The world of international trade typically moves quickly, but there is no denying this week has been busier than normal for Keir Starmer and business & trade secretary Jonathan Reynolds.

Following a years-in-the-making “historic” free trade agreement with India on Tuesday – which will see British food and drink producers benefit significantly from the lowering of prohibitive tariffs on an array of products – the UK has now also fallen in the good graces of Donald Trump, who has announced a “full and comprehensive” deal with Britain that will “cement” the countries’ “special relationship”.

For the Labour government, both are evident victories that will improve the health of the UK economy. But is any win really a win? The reality is the two trade deals are extremely different – and will therefore bring different gains to the economy. So what are the nuances of these landmark announcements?

India trade deal

The India FTA essentially constitutes the biggest bilateral trade deal that the UK has signed since Brexit. It has involved a number of meetings led by several ministers across different governments over the years, showing the complexity of what it entails and how long it took to fine-tune it.

It will see India lower or cut tariffs worth over £400m when the deal comes into force, which would more than double to around £900m after 10 years, DBT estimated.

Some of the biggest beneficiaries include food and drink manufacturers – particularly scotch whisky, gin, salmon, lamb, confectionery and chocolate, soft drinks and biscuits – who already exported nearly £300m worth of food and drink to India in 2024, according to the FDF.

The FTA will also “provide UK manufacturers with greater access to ingredients produced in India, strengthening the supply chain resilience and competitiveness for our sector”, FDF chief Karen Betts explained.

UK-India trade is already worth over £40bn a year, and the government predicts this number will grow by a massive £25.5bn a year by 2040, boosting UK GDP by £4.8bn “in the long run”. For many, it is the opening of an entire new market, one that was previously made inaccessible by sky-high tariffs. And with India on track to become one of the biggest global economies in coming years, it is a whole new world of commerce that just opened, with significant opportunities up for grabs.

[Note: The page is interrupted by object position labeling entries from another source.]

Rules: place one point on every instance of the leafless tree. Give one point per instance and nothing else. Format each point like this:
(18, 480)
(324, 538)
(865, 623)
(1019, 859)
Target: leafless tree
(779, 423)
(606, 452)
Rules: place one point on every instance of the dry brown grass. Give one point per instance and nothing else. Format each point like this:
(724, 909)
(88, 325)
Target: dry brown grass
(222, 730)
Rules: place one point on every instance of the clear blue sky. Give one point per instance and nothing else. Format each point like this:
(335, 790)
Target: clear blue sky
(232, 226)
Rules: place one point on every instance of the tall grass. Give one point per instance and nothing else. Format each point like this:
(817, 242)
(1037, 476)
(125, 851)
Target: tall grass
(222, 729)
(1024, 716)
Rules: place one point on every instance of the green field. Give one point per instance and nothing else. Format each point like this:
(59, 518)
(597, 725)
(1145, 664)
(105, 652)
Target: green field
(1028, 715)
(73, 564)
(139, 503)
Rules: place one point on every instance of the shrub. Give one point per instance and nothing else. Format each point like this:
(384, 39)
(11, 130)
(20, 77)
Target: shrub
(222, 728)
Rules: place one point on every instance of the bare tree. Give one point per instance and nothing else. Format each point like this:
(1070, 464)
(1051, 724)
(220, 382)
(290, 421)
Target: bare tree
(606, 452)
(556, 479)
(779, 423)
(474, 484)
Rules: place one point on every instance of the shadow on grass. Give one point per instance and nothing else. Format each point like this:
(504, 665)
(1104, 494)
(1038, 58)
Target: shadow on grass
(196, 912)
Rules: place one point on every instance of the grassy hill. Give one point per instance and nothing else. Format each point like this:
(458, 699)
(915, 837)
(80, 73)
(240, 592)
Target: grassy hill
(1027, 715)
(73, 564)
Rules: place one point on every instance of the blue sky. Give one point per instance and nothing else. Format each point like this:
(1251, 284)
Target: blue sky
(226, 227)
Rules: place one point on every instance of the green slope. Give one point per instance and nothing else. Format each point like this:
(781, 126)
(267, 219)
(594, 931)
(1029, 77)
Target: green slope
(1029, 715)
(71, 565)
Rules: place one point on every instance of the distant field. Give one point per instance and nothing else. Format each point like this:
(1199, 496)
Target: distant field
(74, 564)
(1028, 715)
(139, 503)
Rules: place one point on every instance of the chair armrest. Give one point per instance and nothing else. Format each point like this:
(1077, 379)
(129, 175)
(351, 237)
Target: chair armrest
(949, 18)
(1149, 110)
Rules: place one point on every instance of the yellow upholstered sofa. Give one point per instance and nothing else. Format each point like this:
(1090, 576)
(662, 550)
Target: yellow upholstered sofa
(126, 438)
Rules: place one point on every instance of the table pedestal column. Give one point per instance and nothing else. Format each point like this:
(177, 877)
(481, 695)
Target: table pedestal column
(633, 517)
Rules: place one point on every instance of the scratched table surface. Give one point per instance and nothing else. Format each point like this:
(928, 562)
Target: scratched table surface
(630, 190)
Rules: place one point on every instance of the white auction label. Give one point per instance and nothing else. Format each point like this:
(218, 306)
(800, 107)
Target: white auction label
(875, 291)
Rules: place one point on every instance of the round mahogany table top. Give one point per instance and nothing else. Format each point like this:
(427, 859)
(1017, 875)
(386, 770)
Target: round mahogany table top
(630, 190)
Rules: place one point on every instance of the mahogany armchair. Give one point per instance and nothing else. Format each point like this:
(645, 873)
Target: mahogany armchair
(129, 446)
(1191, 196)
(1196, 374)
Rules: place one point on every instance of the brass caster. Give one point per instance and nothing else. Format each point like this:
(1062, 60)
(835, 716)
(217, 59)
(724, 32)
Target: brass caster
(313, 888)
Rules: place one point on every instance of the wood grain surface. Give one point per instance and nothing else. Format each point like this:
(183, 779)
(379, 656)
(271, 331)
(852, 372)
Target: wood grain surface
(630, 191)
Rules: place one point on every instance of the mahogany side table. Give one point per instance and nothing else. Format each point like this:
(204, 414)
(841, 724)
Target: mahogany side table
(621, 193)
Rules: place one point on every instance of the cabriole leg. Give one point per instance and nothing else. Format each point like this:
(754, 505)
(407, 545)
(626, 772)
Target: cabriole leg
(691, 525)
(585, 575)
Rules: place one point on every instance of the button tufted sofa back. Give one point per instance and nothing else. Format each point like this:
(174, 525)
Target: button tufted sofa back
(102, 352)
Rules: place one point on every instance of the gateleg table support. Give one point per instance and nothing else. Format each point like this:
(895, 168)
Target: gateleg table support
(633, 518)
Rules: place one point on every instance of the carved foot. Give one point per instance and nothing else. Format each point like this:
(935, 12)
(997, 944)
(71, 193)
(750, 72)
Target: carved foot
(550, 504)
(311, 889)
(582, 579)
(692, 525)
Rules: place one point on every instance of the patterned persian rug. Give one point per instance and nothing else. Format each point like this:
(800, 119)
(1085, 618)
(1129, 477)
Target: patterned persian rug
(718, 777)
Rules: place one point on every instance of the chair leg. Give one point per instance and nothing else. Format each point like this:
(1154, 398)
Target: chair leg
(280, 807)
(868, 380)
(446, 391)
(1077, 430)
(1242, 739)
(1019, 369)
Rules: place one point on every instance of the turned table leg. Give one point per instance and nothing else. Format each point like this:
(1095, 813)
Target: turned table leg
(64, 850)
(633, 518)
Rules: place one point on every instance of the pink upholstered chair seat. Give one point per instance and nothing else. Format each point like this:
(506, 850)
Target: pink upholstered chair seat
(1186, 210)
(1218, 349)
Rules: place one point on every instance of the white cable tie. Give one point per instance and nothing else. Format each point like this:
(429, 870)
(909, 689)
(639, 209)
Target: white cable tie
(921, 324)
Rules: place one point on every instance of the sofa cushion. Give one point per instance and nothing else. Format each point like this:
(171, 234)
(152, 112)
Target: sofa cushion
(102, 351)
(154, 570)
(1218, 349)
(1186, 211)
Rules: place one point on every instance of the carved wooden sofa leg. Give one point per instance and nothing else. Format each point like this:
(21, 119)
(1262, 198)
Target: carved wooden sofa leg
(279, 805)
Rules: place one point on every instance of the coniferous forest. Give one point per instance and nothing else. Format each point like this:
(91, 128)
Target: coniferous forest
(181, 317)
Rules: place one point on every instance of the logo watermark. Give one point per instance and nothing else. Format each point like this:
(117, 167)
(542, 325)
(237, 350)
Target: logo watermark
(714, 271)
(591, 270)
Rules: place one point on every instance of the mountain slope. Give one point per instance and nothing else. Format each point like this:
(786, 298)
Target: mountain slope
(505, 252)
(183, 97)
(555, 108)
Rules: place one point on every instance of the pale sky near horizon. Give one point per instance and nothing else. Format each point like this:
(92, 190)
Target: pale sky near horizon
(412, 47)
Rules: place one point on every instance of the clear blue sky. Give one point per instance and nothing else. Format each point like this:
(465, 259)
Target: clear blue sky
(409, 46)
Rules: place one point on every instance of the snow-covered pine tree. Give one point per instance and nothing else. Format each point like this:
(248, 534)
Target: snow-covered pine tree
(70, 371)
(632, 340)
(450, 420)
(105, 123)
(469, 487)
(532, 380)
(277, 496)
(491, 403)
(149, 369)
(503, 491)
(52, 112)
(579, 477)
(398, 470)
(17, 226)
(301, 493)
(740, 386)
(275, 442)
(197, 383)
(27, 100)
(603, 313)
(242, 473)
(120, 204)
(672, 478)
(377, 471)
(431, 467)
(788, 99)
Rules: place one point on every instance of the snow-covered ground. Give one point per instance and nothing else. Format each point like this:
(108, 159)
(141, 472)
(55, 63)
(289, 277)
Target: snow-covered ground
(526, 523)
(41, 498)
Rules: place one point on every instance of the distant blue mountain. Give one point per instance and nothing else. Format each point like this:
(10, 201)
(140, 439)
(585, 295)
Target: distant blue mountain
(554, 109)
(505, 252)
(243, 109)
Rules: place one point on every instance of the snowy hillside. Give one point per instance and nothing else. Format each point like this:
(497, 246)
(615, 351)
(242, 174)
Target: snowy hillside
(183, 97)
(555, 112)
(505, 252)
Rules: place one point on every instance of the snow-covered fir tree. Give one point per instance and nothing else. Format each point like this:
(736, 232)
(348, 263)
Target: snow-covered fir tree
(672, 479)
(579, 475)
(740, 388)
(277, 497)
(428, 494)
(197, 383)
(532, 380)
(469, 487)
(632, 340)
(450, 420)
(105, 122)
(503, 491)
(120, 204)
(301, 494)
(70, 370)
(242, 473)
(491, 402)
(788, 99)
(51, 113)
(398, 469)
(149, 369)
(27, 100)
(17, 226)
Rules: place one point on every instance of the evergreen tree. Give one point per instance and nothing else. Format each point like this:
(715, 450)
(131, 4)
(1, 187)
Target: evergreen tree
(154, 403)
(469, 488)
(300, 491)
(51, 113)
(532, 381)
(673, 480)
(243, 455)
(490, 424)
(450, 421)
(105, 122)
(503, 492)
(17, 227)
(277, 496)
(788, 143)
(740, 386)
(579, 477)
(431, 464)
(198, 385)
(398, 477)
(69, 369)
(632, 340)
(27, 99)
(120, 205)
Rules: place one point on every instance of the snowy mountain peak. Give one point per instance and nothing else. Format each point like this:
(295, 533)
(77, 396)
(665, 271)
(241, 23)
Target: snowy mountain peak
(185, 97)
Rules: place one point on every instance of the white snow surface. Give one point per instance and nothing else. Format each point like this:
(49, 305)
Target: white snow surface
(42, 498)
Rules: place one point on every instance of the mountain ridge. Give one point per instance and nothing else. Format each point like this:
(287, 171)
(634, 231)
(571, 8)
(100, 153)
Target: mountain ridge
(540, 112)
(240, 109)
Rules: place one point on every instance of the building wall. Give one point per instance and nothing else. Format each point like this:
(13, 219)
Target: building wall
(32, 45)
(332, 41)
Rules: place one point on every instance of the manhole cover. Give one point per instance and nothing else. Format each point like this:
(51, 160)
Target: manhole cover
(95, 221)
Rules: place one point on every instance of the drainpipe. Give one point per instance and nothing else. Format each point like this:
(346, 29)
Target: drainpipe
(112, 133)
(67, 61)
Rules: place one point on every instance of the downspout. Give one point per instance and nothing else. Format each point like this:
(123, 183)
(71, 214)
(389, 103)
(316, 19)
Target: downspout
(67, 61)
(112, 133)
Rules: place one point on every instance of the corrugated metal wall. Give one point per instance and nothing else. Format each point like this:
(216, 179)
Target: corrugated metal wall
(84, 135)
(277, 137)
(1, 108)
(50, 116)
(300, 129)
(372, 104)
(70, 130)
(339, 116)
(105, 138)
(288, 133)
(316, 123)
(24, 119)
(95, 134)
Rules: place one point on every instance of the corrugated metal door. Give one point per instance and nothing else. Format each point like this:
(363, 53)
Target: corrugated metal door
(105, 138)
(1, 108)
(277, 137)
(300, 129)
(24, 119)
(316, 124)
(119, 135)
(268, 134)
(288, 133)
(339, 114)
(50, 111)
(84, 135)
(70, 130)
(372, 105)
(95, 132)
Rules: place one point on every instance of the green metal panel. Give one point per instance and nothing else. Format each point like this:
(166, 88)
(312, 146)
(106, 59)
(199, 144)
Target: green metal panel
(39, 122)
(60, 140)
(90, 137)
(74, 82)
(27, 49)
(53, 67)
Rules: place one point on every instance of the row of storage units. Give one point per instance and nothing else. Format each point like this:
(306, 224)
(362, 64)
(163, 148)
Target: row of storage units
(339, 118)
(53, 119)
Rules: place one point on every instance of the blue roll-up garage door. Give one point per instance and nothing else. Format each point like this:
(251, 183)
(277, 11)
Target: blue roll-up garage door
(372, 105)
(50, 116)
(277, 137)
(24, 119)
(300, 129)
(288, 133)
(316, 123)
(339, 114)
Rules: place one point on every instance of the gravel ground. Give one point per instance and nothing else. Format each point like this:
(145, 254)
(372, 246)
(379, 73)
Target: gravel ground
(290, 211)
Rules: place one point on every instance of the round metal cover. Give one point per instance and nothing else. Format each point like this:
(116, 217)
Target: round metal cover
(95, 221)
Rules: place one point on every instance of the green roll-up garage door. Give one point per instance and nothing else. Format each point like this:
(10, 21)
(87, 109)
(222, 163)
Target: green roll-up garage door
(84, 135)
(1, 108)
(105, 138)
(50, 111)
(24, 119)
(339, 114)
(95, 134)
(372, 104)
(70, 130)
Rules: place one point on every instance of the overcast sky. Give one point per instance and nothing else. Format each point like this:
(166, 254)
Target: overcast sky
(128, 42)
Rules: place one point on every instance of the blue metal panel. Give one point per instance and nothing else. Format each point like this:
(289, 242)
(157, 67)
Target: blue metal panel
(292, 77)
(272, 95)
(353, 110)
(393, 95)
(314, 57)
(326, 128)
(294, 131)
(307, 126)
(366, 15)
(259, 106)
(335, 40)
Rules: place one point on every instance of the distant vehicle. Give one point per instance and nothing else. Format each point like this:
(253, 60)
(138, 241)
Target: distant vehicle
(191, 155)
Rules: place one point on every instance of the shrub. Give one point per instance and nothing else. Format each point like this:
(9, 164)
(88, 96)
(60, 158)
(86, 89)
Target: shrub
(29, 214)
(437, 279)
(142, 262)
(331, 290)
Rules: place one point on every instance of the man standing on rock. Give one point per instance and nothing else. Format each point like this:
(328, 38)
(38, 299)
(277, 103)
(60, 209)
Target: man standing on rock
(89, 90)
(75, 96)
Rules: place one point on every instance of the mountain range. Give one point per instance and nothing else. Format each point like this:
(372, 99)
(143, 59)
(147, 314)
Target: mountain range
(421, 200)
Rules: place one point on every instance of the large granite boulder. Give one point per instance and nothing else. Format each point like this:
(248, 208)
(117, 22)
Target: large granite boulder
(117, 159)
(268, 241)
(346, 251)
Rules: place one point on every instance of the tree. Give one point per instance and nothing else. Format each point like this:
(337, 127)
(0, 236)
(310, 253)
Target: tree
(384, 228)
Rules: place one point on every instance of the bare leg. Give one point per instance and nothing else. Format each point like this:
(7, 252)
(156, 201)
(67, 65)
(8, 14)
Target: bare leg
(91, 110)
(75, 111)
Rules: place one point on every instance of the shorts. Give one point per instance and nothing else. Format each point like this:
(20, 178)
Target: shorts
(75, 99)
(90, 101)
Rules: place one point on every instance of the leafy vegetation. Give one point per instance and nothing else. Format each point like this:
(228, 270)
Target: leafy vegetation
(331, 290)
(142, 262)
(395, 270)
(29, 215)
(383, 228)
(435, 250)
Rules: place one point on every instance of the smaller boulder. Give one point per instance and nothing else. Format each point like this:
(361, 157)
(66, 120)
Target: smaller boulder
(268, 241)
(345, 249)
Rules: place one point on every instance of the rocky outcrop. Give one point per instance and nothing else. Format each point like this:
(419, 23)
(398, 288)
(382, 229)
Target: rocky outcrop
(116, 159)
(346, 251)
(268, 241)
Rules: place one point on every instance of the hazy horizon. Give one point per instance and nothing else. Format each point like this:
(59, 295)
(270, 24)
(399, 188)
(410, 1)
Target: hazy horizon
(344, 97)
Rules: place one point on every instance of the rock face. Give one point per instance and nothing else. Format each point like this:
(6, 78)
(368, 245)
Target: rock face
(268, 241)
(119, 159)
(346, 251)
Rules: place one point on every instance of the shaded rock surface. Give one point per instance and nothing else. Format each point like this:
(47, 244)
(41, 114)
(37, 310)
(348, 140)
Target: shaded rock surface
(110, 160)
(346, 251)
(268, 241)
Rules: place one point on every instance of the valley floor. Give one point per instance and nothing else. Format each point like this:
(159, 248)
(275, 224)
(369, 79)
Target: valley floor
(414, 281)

It says a lot that even the toughest of communities to please – the NFU, of course – has called it “balanced and considered”.

US trade deal

The US trade deal, on the other hand, is much less complex and much more reactive. It is mainly the result of diplomatic efforts from the UK government to overturn or ease the economic pain caused by the tariffs unleashed by the Trump administration last month, rather than the product of well-rounded trade discussions that could equally benefit both countries.

And in many ways, it’s just a return to where relationships were two months ago, rather than providing any progress or constituting the post-Brexit win so many UK leaders have attempted over the years.

In this case, the NFU doesn’t seem too certain about the deal’s contents, urging government to not give up its high agriculture and food standards in exchange for a cut in car and steel levies after US officials claimed the deal would cover American beef exports.

The group’s president Tom Bradshaw also argued that a deal that offers “nothing more than the reduction or removal of tariffs which didn’t exist eight weeks ago would be an unimaginable failure”. And he’s not wrong.

EU relations and global economy

In the fanfare of Trump’s big claims, it’s also important to remember that, in the grand scheme of things, even if there was a full trade agreement with the US, the gains would still be “fairly modest”, according to the BBC’s UK political correspondent Rob Watson. Such a deal would represent a boost of 1% to the British economy – substantial, no doubt, but still incomparable to the 4% losses from Brexit.

This is why drawing a red line on things like chlorinated chicken and hormone-treated beef with the US is extra vital in the context of talks with the EU, which will surely be reluctant to trade with the UK if those products end up in our markets.

And in striking this deal, the UK is still not immune to the effects of Trump’s trade war with China, which will inevitably spill on to the global economy.

So in the lead-up to the “Brexit reset” summit, it is paramount that Starmer’s team bears these complexities in mind and remembers how other trade relationships are equally – if not more important – than the “special” one across the pond.